The 67-year-old collects vinyl. Lots of vinyl.
“Forty-five’s in here I probably have close to 2,000. Thirty-three’s, I probably have three to five thousand here,” said Koslowski.
He collects boxes of records at auctions and yard sales.
“This is the hunt. This is the stuff that I love,” said Koslowski. “I haven’t gone through half of these boxes.”
Discovering musical mysteries is like striking gold for the New York native.
In the quiet of upstairs Carol, Koslowski’s patient wife, grins and bares it.
“It keeps him busy,” said Carol. “I’ve given up. It is about the safest hobby you could have.”
Koslowski’s obsession goes far beyond phonograph fun. Life has dealt Steve several sour notes.
“When I was overseas I lost five years of music,” he recalled.
For half a century hidden demons have haunted the Vietnam veteran. The former U.S. Marine witnessed horrors he cannot forget.
“Eighteen of us went in country North Vietnam 30 miles west of Hanoi. Four of us came out,” he said.
The experience in his late teens scarred him on the outside and in. Koslowski showed reporter Greg McQuade the scars of three bullet holes he says were from the enemy in Vietnam.
“I have bullet holes here. Here and here. They went in there. Came out there. Bounced off,” said Koslowski.
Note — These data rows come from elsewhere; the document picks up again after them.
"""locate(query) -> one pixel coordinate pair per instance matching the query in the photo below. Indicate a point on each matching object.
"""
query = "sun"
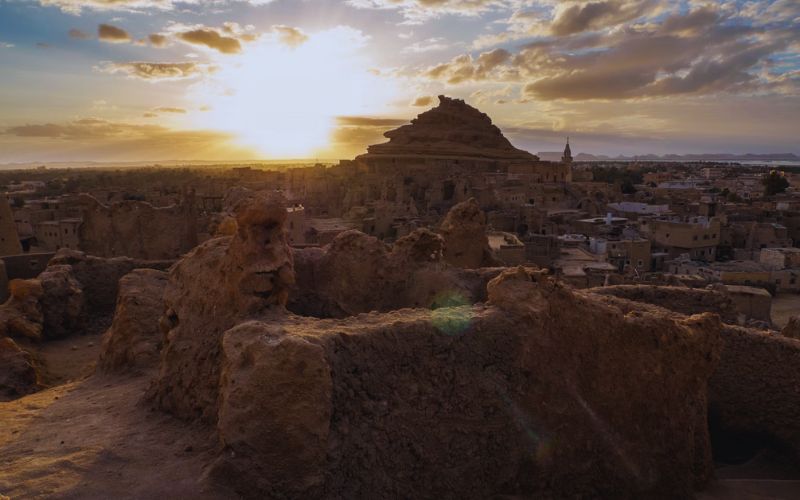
(283, 101)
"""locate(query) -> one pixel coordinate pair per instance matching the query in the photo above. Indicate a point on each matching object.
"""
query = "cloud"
(77, 6)
(703, 51)
(153, 71)
(465, 68)
(168, 109)
(99, 140)
(369, 121)
(158, 40)
(227, 39)
(417, 11)
(574, 18)
(429, 45)
(353, 134)
(293, 37)
(212, 39)
(78, 34)
(423, 101)
(112, 34)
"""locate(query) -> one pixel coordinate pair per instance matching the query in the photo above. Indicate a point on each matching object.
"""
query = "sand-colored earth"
(784, 306)
(93, 438)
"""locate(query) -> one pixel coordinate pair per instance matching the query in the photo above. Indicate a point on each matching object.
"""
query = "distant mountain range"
(556, 156)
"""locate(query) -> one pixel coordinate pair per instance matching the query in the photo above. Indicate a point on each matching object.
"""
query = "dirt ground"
(784, 306)
(92, 438)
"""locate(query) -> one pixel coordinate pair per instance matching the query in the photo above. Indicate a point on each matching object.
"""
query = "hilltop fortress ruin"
(400, 362)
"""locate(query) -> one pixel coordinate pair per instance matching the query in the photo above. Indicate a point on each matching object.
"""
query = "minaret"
(9, 239)
(567, 158)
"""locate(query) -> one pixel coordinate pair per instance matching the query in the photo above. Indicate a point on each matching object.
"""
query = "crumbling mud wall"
(542, 393)
(754, 394)
(74, 295)
(133, 341)
(754, 402)
(538, 392)
(99, 277)
(679, 299)
(217, 285)
(358, 273)
(19, 374)
(464, 232)
(136, 229)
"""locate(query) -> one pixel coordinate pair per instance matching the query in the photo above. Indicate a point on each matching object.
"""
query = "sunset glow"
(283, 101)
(249, 79)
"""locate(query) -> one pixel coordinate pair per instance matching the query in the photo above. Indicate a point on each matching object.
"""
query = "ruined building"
(9, 239)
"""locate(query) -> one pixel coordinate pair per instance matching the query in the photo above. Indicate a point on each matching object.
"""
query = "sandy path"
(93, 439)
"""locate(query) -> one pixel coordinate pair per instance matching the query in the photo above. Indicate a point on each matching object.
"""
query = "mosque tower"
(9, 239)
(567, 158)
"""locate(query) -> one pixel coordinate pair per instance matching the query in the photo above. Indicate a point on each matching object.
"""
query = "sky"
(150, 80)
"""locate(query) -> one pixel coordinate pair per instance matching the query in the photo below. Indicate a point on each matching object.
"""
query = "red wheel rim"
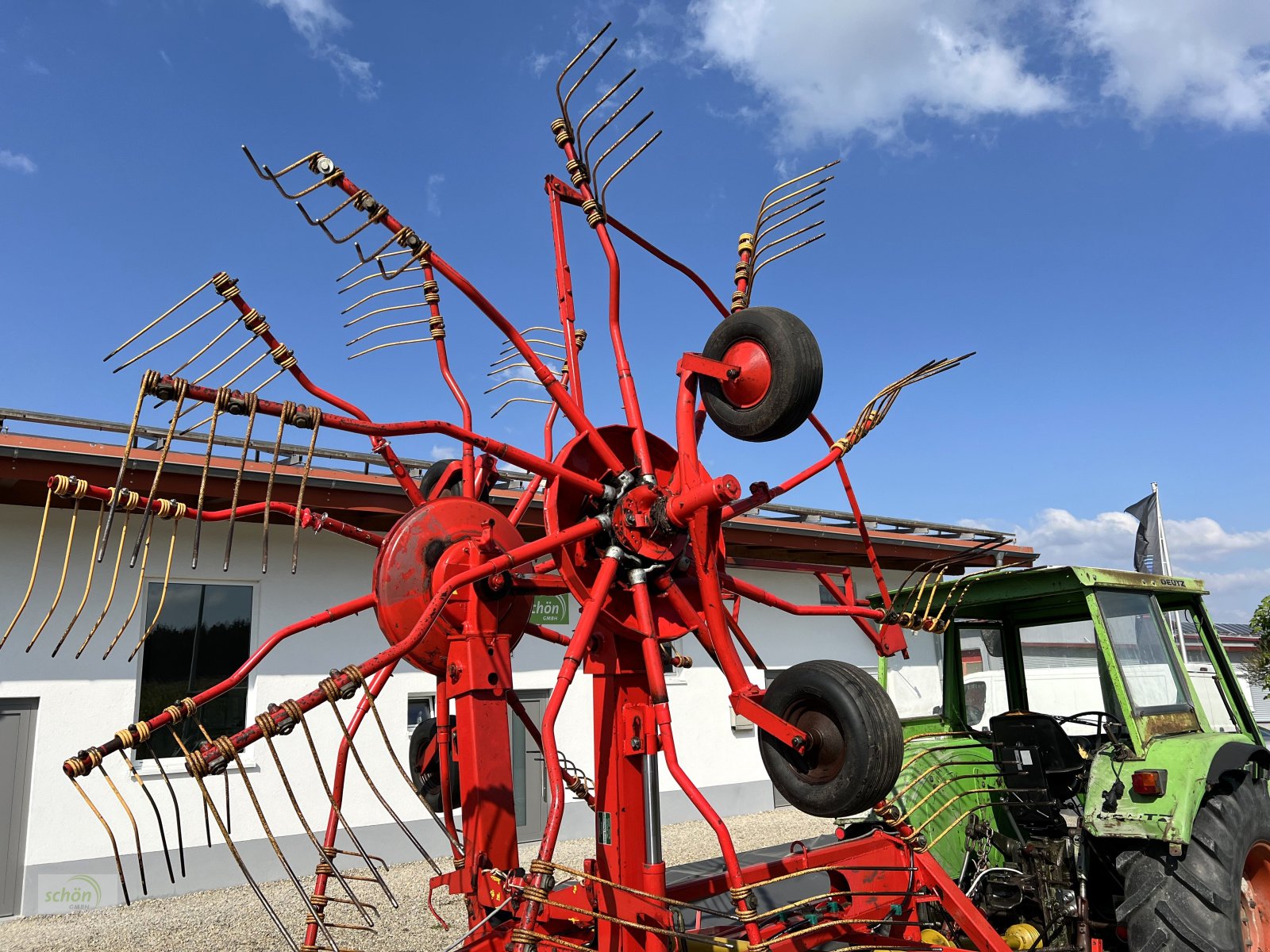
(756, 374)
(1255, 899)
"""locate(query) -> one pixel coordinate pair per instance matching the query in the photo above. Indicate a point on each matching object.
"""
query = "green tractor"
(1064, 766)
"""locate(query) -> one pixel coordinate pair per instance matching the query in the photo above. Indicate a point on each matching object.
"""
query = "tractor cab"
(1052, 729)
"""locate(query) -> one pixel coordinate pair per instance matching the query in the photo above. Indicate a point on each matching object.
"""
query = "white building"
(52, 708)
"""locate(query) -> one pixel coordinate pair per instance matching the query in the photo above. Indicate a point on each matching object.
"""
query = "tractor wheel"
(427, 777)
(1216, 896)
(855, 742)
(780, 374)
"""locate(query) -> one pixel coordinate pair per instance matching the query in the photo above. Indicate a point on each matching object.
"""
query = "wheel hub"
(429, 545)
(1255, 899)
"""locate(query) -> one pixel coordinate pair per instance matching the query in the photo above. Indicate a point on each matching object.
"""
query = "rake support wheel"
(780, 378)
(855, 742)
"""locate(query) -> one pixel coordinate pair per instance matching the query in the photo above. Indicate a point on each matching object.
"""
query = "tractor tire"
(427, 777)
(856, 740)
(1216, 896)
(781, 374)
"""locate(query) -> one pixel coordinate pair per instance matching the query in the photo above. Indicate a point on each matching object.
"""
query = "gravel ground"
(220, 920)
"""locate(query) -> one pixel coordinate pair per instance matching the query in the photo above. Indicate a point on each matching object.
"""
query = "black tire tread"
(798, 374)
(1191, 903)
(876, 752)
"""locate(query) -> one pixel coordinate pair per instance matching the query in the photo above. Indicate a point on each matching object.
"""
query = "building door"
(529, 777)
(17, 742)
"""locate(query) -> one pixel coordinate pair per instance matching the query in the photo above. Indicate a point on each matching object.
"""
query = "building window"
(203, 635)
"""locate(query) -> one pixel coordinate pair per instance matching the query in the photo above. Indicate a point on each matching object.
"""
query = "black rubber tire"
(1191, 903)
(427, 782)
(454, 486)
(798, 372)
(857, 747)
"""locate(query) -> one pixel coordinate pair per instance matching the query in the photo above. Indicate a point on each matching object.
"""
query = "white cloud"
(17, 162)
(1206, 61)
(1106, 539)
(315, 21)
(539, 63)
(433, 197)
(835, 70)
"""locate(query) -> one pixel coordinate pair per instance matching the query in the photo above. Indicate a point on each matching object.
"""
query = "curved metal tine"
(376, 216)
(395, 343)
(137, 831)
(595, 169)
(175, 806)
(291, 873)
(505, 370)
(114, 846)
(334, 211)
(575, 63)
(531, 340)
(88, 585)
(384, 310)
(270, 175)
(605, 125)
(61, 582)
(254, 390)
(304, 824)
(781, 209)
(247, 873)
(340, 816)
(171, 336)
(514, 380)
(522, 400)
(378, 294)
(764, 205)
(387, 327)
(781, 240)
(537, 327)
(35, 566)
(380, 273)
(776, 258)
(622, 167)
(379, 253)
(366, 776)
(114, 582)
(417, 257)
(163, 835)
(205, 285)
(234, 353)
(564, 106)
(206, 347)
(600, 102)
(787, 220)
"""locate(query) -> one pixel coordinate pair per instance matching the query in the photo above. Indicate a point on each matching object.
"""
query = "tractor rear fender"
(1237, 755)
(1193, 762)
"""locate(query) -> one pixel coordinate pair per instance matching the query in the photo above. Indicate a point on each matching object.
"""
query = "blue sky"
(1073, 190)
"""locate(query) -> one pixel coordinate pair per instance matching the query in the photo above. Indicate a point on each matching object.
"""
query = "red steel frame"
(628, 613)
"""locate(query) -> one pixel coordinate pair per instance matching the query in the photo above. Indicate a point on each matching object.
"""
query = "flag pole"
(1175, 624)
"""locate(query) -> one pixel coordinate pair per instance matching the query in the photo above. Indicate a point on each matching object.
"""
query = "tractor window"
(916, 683)
(1060, 670)
(1141, 644)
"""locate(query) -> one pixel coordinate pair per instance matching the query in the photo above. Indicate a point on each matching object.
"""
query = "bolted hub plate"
(639, 528)
(429, 545)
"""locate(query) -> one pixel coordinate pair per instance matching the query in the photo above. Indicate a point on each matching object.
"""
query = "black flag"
(1147, 556)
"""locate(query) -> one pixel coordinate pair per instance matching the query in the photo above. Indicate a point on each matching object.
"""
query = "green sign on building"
(550, 609)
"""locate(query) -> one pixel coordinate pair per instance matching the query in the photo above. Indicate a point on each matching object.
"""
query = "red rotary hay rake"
(634, 532)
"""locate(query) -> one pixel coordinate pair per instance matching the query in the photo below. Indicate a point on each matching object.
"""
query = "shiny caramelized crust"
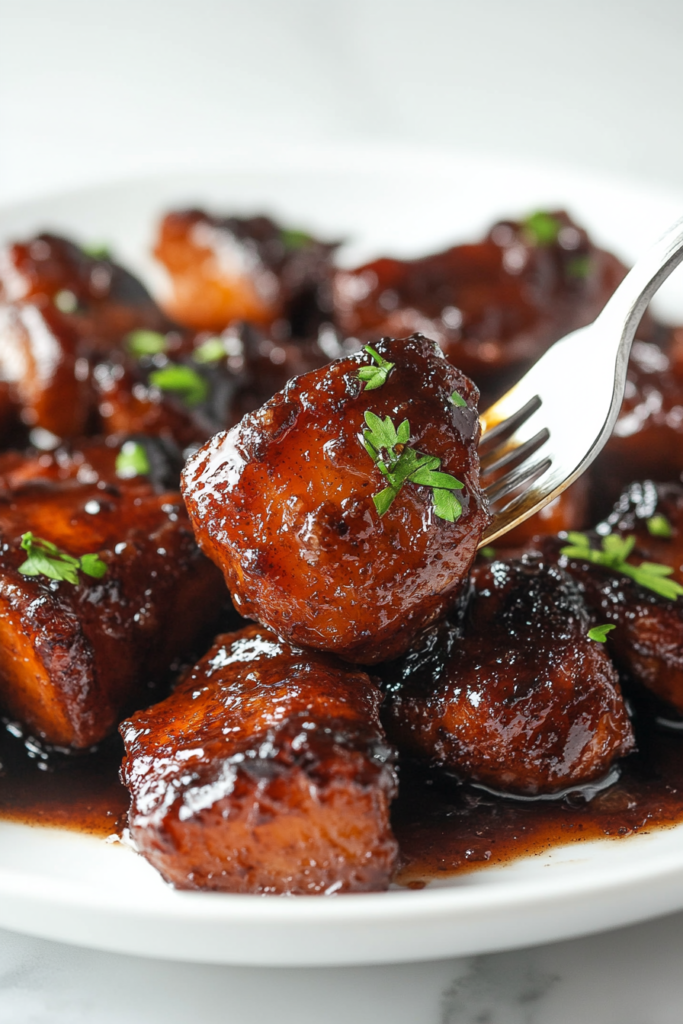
(520, 698)
(266, 771)
(492, 306)
(59, 310)
(647, 440)
(74, 658)
(228, 268)
(647, 643)
(284, 505)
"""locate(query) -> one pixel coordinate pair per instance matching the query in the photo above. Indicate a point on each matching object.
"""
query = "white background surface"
(91, 90)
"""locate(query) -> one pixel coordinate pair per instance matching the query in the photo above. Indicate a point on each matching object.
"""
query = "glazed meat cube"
(75, 657)
(517, 697)
(59, 310)
(493, 306)
(265, 771)
(647, 440)
(647, 641)
(313, 540)
(230, 268)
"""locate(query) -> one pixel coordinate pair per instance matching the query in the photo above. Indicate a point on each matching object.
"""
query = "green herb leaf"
(141, 343)
(96, 251)
(48, 560)
(294, 240)
(132, 461)
(387, 446)
(541, 228)
(375, 376)
(658, 525)
(66, 301)
(183, 381)
(613, 555)
(599, 633)
(210, 350)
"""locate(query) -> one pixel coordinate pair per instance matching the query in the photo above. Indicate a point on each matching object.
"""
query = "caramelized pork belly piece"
(647, 440)
(517, 697)
(284, 504)
(231, 268)
(75, 658)
(647, 641)
(492, 306)
(265, 771)
(59, 310)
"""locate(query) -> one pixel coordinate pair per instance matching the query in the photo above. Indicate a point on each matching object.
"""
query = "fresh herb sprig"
(132, 461)
(613, 554)
(599, 633)
(375, 376)
(183, 381)
(387, 446)
(47, 559)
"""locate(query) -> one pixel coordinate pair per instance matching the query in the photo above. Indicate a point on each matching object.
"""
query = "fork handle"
(626, 307)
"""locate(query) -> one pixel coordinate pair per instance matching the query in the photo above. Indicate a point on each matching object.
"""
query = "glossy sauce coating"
(516, 697)
(493, 305)
(230, 268)
(265, 771)
(284, 505)
(74, 658)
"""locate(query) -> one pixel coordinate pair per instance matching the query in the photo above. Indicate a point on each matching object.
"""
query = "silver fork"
(546, 430)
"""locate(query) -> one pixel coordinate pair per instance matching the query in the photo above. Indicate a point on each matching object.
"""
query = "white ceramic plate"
(78, 889)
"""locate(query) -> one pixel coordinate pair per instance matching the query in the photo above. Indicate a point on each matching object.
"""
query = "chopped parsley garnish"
(387, 446)
(66, 301)
(579, 266)
(541, 228)
(210, 350)
(183, 381)
(613, 555)
(141, 343)
(375, 376)
(132, 461)
(658, 525)
(46, 559)
(294, 240)
(97, 251)
(599, 633)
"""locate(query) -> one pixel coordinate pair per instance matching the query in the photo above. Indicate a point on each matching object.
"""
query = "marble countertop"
(632, 976)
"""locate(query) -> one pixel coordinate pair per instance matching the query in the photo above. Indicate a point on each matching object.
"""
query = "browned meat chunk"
(647, 641)
(228, 268)
(266, 771)
(517, 698)
(492, 306)
(75, 657)
(648, 435)
(312, 539)
(60, 310)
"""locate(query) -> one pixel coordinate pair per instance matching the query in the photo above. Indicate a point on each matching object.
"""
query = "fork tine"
(524, 474)
(503, 456)
(511, 423)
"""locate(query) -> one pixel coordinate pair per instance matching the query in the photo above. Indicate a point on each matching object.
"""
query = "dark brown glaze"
(230, 268)
(492, 306)
(47, 348)
(75, 658)
(283, 504)
(265, 771)
(647, 440)
(647, 643)
(516, 697)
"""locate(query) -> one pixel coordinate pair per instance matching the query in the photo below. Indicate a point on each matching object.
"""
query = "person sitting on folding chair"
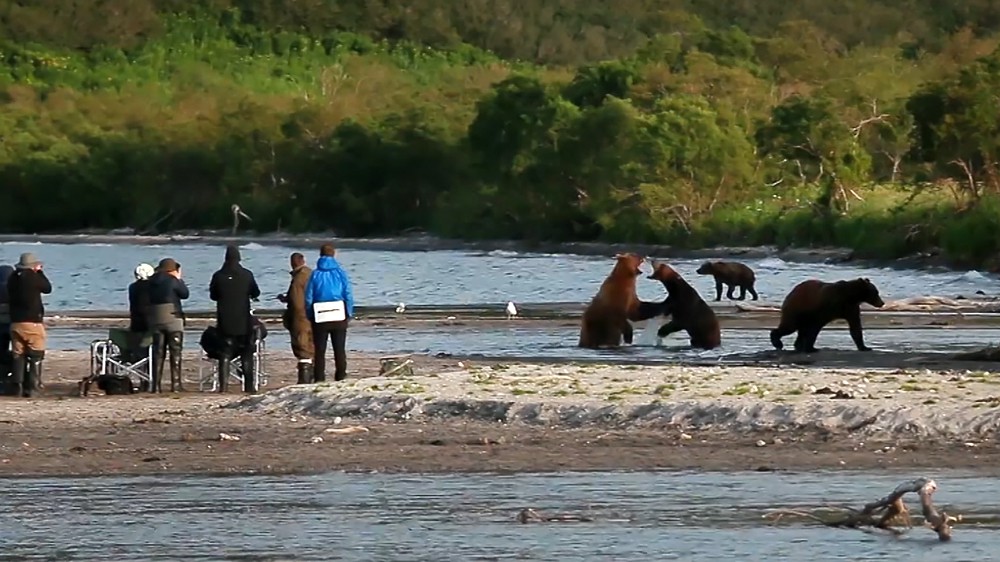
(232, 288)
PTSD led to a string of unsuccessful jobs driving trucks and a failed first marriage. He was at the end of his rope. But rediscovering music is slowly pulling Koslowski out of his dark place.
“Nobody has touched that vinyl for 40, 50, 60 years. You heard the sound quality and tone quality and everything else,” said Koslowski.
His self-prescribed music therapy is easing his burden.
“To see the joy and love and excitement in something so simple as music is so satisfying,” said his wife Carol. “It makes me very happy to see that. He deserves it.”
“It is a stress reliever. It helps relieve the pain that I have,” said Koslowski.
These days Steve is sharing his love of music on tour. It’s a painful journey for the veteran. His destination? The same hallowed venue. Every month or so Koslowski performs at the Virginia War Memorial.
The proud Marine sings the same song to the same 12,000 names engraved on the walls of the War Memorial. He truly believes they’re listening.
Steve Koslowski said his brothers and sisters in arms who never came home deserve a song to finally soothe their soul too.
Koslowski says, “I gave some. They gave all. The little that I can give back and sing and share my music is the least that I can do.”